Does your institution have a center for teaching? I ask because I work at such a place (as a technologist, not a pedagogy expert) and this is exactly the kind of project that we exist to assist with.

Pointers on videos (which is more where my expertise lies than what to do once everyone is in the classroom):
*Keep each video short. 10 minutes or less. It's way way better to have 3 10-minute videos than 1 30-minute video.
*Audio quality is more important than you might think. Make sure you're using a quality mic to record your videos. Do you have an a/v support team?
*Please caption.
*Make sure in your videos you're not referencing any dates or page numbers that might change in the future, so you don't have to redo these things every year.
posted by soren_lorensen at 7:22 AM on June 23, 2019 [7 favorites]

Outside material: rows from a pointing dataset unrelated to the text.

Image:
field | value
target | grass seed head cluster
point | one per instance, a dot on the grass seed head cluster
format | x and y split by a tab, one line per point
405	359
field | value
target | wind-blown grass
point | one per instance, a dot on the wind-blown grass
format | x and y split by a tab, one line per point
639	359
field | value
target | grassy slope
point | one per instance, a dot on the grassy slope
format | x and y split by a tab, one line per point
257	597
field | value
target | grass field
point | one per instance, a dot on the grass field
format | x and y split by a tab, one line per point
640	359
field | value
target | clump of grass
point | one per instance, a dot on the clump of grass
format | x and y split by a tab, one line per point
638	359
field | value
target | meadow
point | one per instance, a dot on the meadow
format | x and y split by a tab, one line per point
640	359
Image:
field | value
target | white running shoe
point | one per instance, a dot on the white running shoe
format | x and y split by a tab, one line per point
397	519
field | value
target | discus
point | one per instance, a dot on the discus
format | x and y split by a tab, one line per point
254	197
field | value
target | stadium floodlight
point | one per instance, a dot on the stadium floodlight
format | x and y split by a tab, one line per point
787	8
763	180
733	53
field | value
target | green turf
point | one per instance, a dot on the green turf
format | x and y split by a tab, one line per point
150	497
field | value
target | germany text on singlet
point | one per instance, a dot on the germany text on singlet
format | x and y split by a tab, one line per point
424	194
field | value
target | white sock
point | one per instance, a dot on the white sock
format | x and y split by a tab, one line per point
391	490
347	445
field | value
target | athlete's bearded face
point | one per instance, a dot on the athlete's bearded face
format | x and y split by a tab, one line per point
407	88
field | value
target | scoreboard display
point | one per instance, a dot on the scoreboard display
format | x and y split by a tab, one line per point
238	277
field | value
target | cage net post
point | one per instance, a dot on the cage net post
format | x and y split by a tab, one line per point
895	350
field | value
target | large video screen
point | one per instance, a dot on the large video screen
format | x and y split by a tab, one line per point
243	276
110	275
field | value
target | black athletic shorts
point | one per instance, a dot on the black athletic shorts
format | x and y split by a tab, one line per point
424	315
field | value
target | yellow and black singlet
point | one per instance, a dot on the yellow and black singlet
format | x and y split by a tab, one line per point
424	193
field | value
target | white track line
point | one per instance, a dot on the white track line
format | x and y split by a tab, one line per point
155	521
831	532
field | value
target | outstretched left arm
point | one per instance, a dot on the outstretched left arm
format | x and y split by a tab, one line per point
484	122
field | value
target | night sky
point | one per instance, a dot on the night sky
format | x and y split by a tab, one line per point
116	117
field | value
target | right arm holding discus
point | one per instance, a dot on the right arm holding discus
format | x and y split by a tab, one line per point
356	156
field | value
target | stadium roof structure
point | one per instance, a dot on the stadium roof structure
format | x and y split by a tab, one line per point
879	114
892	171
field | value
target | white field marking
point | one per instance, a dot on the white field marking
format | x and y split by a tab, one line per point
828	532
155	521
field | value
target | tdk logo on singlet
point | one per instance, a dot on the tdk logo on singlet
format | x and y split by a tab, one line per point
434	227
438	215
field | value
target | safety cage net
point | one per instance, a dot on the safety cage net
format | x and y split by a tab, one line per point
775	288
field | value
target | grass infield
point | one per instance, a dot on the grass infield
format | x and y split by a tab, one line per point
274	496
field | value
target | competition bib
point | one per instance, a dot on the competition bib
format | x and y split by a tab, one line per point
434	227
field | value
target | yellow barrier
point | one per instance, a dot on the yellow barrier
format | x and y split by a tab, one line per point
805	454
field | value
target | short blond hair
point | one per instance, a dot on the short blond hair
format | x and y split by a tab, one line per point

I do standardized patient-esque work (but more interactive; I'm their teacher too) with first-years and our students always do the readings and videos because they're going to be faced with us one-on-one in an exam room with no escape other than "remediation," which is (usually) being told to do it again, but better. So that approach has my vote. We pair the students up so they learn from one another and sees that everyone struggles with something, but bigger groups tend toward side-discussions and we generally won't go above three students in the room. I don't know what to do for neurosciences specifically but if you want to chat about the structure of an SP component, I'd be happy to.
posted by teremala at 7:29 AM on June 23, 2019


I had several flipped classrooms for my graduate work in public health this year. The most successful one (in terms of what I felt I got out of it and student opinion) followed this format. Watch videos at home (generally an hour or two), do part 1 of a case study related to that content that is mostly based of off participation/completion. This was due before the first class each week. In the first block/hour of classroom time we went over the case study/reviewed common issues, etc. The second block/meeting time was later in the week and composed of group work (submitted and graded for the whole group) based of off a deeper understanding of the individual work. The key component was that this group work could be finished entirely in class if you were focused and working. I believe each group member basically took a week to be the final editor which also gave the chance for other people to step back and not have to worry about it/always have to do it each week.We also had peer evaluations on group members which affected their grades.
posted by raccoon409 at 10:06 AM on June 23, 2019


There’s an online neuroscience course from Duke whose pre-existing videos are very good and might cover the material you want to cover.

As a med student who has seen successful flipped classroom stuff and loads of unsuccessful stuff: your students will love you if you look at First Aid and the USMLE materials and keep board material at the core of what you’re covering. Like, maybe even have the take home portion be board-style questions on your topic, and then start your session by talking through the right answers and why they’re right.

If you do TBLs keep the quizzes brief. They can eat up all your discussion time.

Videos are your best bet for getting people to actually review the material in advance. Especially if the videos can be watched at 2x speed.

From my experience, memorizing pathways wasn’t that hard, but correlating them to patient presentations in board-style questions was. The thing that made neuro so tricky wasn’t the material, but rather that we’re tested on it in exactly the same format that we’re tested on everything else, even though it doesn’t translate to that format as readily. If you put a lot of focus on how to understand and answer those questions, you’ll be ensuring that your students’ knowledge goes beyond the basic level.
posted by ocherdraco at 10:21 AM on June 23, 2019


Also: don’t worry too much about whether people do the required work before class. So long as it seems like things are going smoothly, just let it go.

If it seems like people are really unprepared, institute a brief clicker quiz (2-3 questions) at the start of class on material from the pre-class videos, and have that count for some nominal portion of the grade (3% or so). Med students will do almost anything to avoid losing points off their grades.